U.S. officials are accusing China-based CMOC 3993 -3.53%decrease; red down pointing triangle Group of flooding the market to make it harder for others to invest in producing cobalt, which is used in jet fighters, munitions, drones and electric-vehicle batteries.
“The players are new, but the playbook is old,” said Jose Fernandez, a State Department undersecretary in charge of international energy policy. “That predatory conduct is hurting not only the competition,” but it is also jeopardizing America’s energy transition, he said.
CMOC said that its higher production is a byproduct of higher copper output—the metals are mined together—and that it is acting responsibly.
The sudden rise of an obscure company to a position of dominance in the mining industry is a study in how Chinese companies are spreading around the globe, often to feed the country’s manufacturing machine.
Marco Rubio highlighted this problem in the New York Post:
“China Shock 2.0” could devastate a slew of national economies.
And its impacts could be even “more fundamental” than those of the first China Shock, experts say, because they involve industries more critical to countries’ survival.
Gone are the days when China’s manufacturing ambitions seemed limited to cheap toys and apparel.
Today, Beijing openly touts its aims to position China as the sole supplier of commodities and high-tech goods that other countries would cease to function without.
And yet, across the globe, elites invested in the economic status quo are determined to . . . do nothing.
German Chancellor Olaf Scholz and Spanish Prime Minister Pedro Sanchez are examples.
Their nations’ auto industries rake in short-term profits from car sales in China and Chinese investments in their own EV companies.
In other words, they are dependent on good terms with Beijing.
To no one’s surprise, they are actively undermining EU plans to hike tariffs on Chinese-made EVs.
Another example comes from the International Monetary Fund.
This multinational agency stands for “open, stable, and transparent trade policies,” the polar opposite of Chinese export dumping.
Yet IMF economists are diverting blame from Beijing’s industrial policies to “macro forces” due to the COVID-19 pandemic — while chastising the United States for defending domestic production.
Why?
Simply put, the institution is biased by Beijing’s membership, and its economists are blinded by their free-trade fundamentalist training.
The truth is that Chinese overproduction is far from accidental: The Chinese Communist Party laid out its plan to dominate global trade in vital industrial inputs and high-value goods almost 10 years ago.

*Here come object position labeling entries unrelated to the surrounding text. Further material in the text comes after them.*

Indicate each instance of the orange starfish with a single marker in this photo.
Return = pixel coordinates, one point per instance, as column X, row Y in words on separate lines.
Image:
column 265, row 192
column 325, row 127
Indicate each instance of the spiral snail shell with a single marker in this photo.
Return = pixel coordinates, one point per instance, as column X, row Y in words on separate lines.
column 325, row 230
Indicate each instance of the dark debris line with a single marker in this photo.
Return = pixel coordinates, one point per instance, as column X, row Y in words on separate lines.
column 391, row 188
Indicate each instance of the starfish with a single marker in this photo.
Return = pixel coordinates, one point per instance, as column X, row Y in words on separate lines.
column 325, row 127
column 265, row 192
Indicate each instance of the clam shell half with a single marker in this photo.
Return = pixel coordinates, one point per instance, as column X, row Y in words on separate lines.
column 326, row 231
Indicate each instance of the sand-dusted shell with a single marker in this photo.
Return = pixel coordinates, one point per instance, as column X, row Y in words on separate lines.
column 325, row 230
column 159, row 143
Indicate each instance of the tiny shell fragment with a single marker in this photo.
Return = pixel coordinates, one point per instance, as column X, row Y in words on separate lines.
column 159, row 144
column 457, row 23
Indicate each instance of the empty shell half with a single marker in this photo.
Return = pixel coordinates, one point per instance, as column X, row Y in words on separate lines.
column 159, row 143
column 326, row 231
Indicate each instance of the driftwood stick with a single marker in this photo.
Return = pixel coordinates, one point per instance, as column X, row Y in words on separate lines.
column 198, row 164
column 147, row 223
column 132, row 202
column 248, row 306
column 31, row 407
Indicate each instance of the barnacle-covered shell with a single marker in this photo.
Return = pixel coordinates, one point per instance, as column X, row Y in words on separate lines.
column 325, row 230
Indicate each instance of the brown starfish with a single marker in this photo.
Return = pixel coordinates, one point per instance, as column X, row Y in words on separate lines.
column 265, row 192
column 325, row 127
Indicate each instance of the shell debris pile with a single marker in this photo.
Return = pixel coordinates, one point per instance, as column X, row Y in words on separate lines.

It is time for America to rethink global trade in the face of an aggressive Chinese government that thinks the rules are for us and not for them.
Mr Smoot and Mr Hawley probably never envisioned a hostile and powerful Chinese government that has a clear objective to bankrupt key American industries ad is doing it through trade espionage. But they might have had the right way to fight back: Effectively using tariffs to protect our national security and keep the bad guys from bankrupting American businesses and American families in the process.